According to the statement of facts provided to the court at his guilty plea, on January 15, 2005 Wilkins met with Nakie Harris, age 30, Sedrick Bowman, age 26, Isaac Smith, age 27, Jackie Brewington, age 20, Richard Royal, age 22 and Terrence Smith, age 25, all of Baltimore to discuss firebombing a home in retaliation for the owner of that residence reporting drug activity to the police and in an effort to prevent the owner from continuing to report drug activity. Brewington and others made molotov cocktails by emptying beer bottles, filling them with gasoline and inserting rags soaked with gasoline to serve as “wicks.” The defendants gathered at the home, where Bowman, Brewington and Royal each threw one of the molotov cocktails at the rear of the residence, while Nakie Harris and Isaac Smith threw molotov cocktails at the front of the house. Meanwhile, Andre Wilkins directed Shakia Watkins, age 20, of Baltimore to call the Baltimore City “911” operator to report a fictitious crime in order to divert police attention away from the area of the firebombing. Wilkins, serving as the getaway driver, parked his car in an alley near the site and drove the defendants from the scene.
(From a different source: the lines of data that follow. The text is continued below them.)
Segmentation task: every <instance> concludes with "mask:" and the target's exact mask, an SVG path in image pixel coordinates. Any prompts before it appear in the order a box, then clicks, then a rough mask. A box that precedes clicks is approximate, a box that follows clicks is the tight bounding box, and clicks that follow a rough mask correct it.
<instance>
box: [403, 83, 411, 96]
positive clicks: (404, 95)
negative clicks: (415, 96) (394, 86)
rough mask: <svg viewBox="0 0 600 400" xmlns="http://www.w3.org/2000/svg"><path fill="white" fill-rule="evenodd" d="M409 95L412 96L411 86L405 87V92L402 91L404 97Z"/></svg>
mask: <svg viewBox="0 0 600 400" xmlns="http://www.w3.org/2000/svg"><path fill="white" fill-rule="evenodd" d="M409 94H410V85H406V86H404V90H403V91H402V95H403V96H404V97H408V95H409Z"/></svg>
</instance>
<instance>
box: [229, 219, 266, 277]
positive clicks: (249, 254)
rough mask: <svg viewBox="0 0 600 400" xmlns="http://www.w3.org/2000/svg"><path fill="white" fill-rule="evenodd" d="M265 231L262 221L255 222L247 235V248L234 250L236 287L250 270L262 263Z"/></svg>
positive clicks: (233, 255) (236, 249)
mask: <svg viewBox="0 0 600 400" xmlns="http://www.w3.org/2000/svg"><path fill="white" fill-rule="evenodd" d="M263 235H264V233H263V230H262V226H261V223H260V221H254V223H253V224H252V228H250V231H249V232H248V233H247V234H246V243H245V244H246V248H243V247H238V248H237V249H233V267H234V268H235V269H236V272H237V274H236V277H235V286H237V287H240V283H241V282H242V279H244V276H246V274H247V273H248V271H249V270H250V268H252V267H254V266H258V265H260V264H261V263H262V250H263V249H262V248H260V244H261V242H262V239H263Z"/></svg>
Terrence Smith, Nakie Harris and Richard Royal were convicted after trial. Smith was sentenced to 80 years in prison. Harris and Royal were both sentenced to 60 years in prison. Prior to trial, Jackie Brewington, Isaac Smith and Sedrick Bowman pled guilty to witness tampering and use of fire and explosives to commit a felony. Isaac Smith was sentenced to 150 months in prison, Sedrick Bowman was sentenced to 15 years in prison and Jackie Brewington was sentenced to 212 months in prison. Shakia Watkins pled guilty to conspiracy to commit witness tampering and was sentenced to four years in prison.
United States Attorney Rosenstein praised the investigative work performed by the Bureau of Alcohol, Tobacco, Firearms and Explosives; Baltimore City Fire Department; Baltimore City Police Department; and the Baltimore City State’s Attorney’s Office. Mr. Rosenstein commended Assistant U.S. Attorneys A. David Copperthite and Kwame J. Manley, who prosecuted the case.